Hultberg was born in Oakland, California, in 1926. After taking classes in the mid- 1940s at the University of Southern California and subsequently at Fresno State College (now California State University, Fresno), he moved to Mexico City to study with the muralist José Gutierrez. Inspired to create work at a monumental scale, he returned to Los Angeles in the late 1940s and started to paint murals. In the early 1950s he moved to New York, where he was hired by the Brooklyn Museum to teach painting and drawing. While there, he met Walter Rogalski (1923–1996), a printmaker, and together they undertook a yearlong experiment, using painting and printmaking techniques in combination with enamels.

Enamel Arts Foundation, Los Angeles; Jairo Ramirez Photo

Five of Hultberg’s large abstract panels were included in the 1959 exhibition Enamels at the Museum of Contemporary Crafts (now the Museum of Arts and Design) in New York, and a decade later he was featured in the seminal exhibition OBJECTS: USA. He was subsequently awarded numerous architectural commissions, including one for the Pan Am Building in New York (now MetLife).

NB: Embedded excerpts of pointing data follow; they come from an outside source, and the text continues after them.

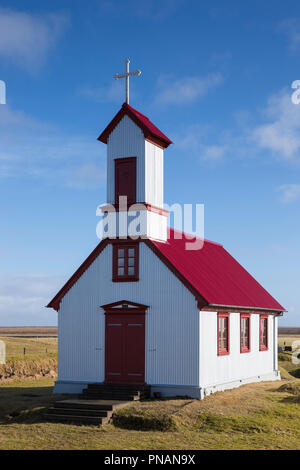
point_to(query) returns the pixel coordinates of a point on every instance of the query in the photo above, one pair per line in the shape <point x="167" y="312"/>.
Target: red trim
<point x="138" y="206"/>
<point x="263" y="347"/>
<point x="226" y="308"/>
<point x="220" y="316"/>
<point x="125" y="347"/>
<point x="125" y="302"/>
<point x="164" y="259"/>
<point x="149" y="130"/>
<point x="245" y="349"/>
<point x="132" y="179"/>
<point x="126" y="277"/>
<point x="55" y="302"/>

Although relatively small, Lepidopteral Pyrotechnics, 1965, shown left, has much of the power and spontaneity of Hultberg’s largest compositions. He produced this work using an outside-the-kiln, torch-firing process. Splashing vibrant color across the surface of a copper panel and firing it, he created images that suggest the bodies of moths or butterflies, wings spread wide in flight, while also evoking the awe-inspiring vision of fireworks in a night sky.